What Are BigQuery Views?
A BigQuery view is a logical table defined by a SQL query. It does not store data; instead, it runs the query each time the view is accessed. Views are useful for: - Simplifying complex queries: Encapsulate joins, aggregations, or transformations into a reusable object. - Enforcing row-level or column-level security: Use views to restrict access to sensitive columns or rows. - Providing a logical layer: Abstract underlying table schema changes from users.

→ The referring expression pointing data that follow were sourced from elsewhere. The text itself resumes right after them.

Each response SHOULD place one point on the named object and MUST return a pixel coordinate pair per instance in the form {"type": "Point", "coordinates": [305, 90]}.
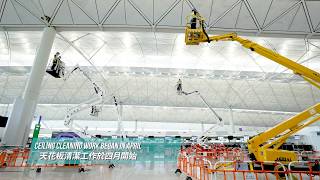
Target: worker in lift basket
{"type": "Point", "coordinates": [55, 60]}
{"type": "Point", "coordinates": [194, 17]}
{"type": "Point", "coordinates": [179, 86]}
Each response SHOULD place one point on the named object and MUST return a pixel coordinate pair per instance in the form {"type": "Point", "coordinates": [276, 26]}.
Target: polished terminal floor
{"type": "Point", "coordinates": [120, 172]}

Types of Views in BigQuery
Logical views (standard views): Defined by a SQL query. They are evaluated at query time. They cannot be indexed or partitioned.
Materialized views: Precomputed results that are stored and automatically refreshed. They can be used to speed up queries that aggregate or join large tables.
How Logical Views Work Internally
When you query a logical view, BigQuery: 1. Resolves the view's SQL query. 2. Merges the view's query with the outer query (if any). 3. Optimizes the combined query. 4. Executes the optimized query against the underlying tables.
This merging process is called query flattening or view expansion. The view itself is not materialized; the underlying tables are scanned each time.
Key Properties of Logical Views
Data freshness: Always reflects the current state of the underlying tables.
Cost: You are charged for the bytes processed by the underlying query each time the view is accessed.
Performance: No performance benefit over writing the same query directly; in fact, views can add a small overhead from query merging.
Authorization: Views can be used to restrict access to specific rows or columns, but the underlying tables must also be accessible to the view creator (or the view must be defined with the SECURITY INVOKER option).
Creating a Logical View
Syntax:
CREATE VIEW `project.dataset.view_name` AS
SELECT column1, column2
FROM `project.dataset.table`
WHERE condition;You can also create a view with a description:
CREATE VIEW `myproject.mydataset.myview`
OPTIONS(description='A view of sales data')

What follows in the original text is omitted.